DNA and Quantum Computers
DNA sequence alignment algorithms use heuristics methods in order to cope with the high volume of data that is passed to them. These approaches, usually run on super computing clusters, take days to finish due to the amount of data, and usually with an approximate solution. This permissiveness with the solution makes these algorithms possible to work with quantum processors. (See more in detail information here.)
In our project, we mainly focused on the string encoding and comparison. For the alignment, we decided to work with a naïve approach, but of course, further improvements could be done using a better algorithm. Regarding the original project idea, I want to remark that we ended working with Qiskit from IBM instead of Forest from Rigetti, so that would be a small change regarding the quantum computing software platform.

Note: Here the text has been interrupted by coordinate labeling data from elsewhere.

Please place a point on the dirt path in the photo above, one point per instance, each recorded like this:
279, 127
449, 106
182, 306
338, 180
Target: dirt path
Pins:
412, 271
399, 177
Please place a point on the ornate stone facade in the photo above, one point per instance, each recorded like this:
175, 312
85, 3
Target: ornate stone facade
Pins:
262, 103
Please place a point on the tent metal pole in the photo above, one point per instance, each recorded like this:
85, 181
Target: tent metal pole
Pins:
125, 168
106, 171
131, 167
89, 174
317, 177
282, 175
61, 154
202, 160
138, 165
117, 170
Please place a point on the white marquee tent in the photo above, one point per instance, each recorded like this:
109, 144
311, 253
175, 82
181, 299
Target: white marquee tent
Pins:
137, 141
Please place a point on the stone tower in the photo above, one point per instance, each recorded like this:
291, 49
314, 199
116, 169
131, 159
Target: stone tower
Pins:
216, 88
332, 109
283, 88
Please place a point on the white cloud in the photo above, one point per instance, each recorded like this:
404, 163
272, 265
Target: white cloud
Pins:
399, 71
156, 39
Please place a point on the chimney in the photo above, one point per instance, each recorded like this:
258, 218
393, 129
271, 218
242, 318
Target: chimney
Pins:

Of course, before start with the encoding and comparison, it was necessary to understand some quantum concepts and how quantum computers work. If you are interested in that I really recommend reading Benedict’s post, where he explains some basic concepts that we have to understand before getting hands-on.
Getting back to what we have been doing this past week the first challenge we face was trying to encode the strings using Quantum Registers. For this task, we divided the information between the position of the element in the string and information about the element itself.
Both pieces of information need to be translated into binary. For positions 0 for the first one, 1 for the second, 10 for the third, … and so on. For the values of the elements, we need to know how many different values are in the string. If there are just two values, one would be represented by 0 and the other by one, if there are four: 0, 1, 10, 11 would be the binary versions of each of the different values.
So, let’s put an example: we want to encode the string ‘-M-M’. We have 4 positions to represent 2 different values. If we use 0 to encode for – and 1 for M:
We applied the corresponding operations to encode the strings in a Quantum Circuit. To save memory, we used some properties of quantum computing, such as superposition.
Regarding the string comparison, we base that on a simple idea. We initialized all circuits at 0 for every Quantum Register. Once we have applied the operations to encode the string, if we applied the same operations but in reverse order, the initial state of the circuit will be obtained, with all registers at 0.
Therefore, when we want to compare 2 strings, we are going to add the operations of the second string in reverse. And then, we will check for the Quantum Registers, if all are at 0, that would mean that the 2 strings are identical. The more different the strings are, the more 1 will be found in the quantum circuit. For example, if we compare ‘—-’ to ‘MMMM’ we will obtain that all registers are at 1.
What is left to do?
More or less we resolved these two challenges for DNA sequences, and in a way that can be more or less general for strings with different information. Now, we are left to do the final implementation and measure performance.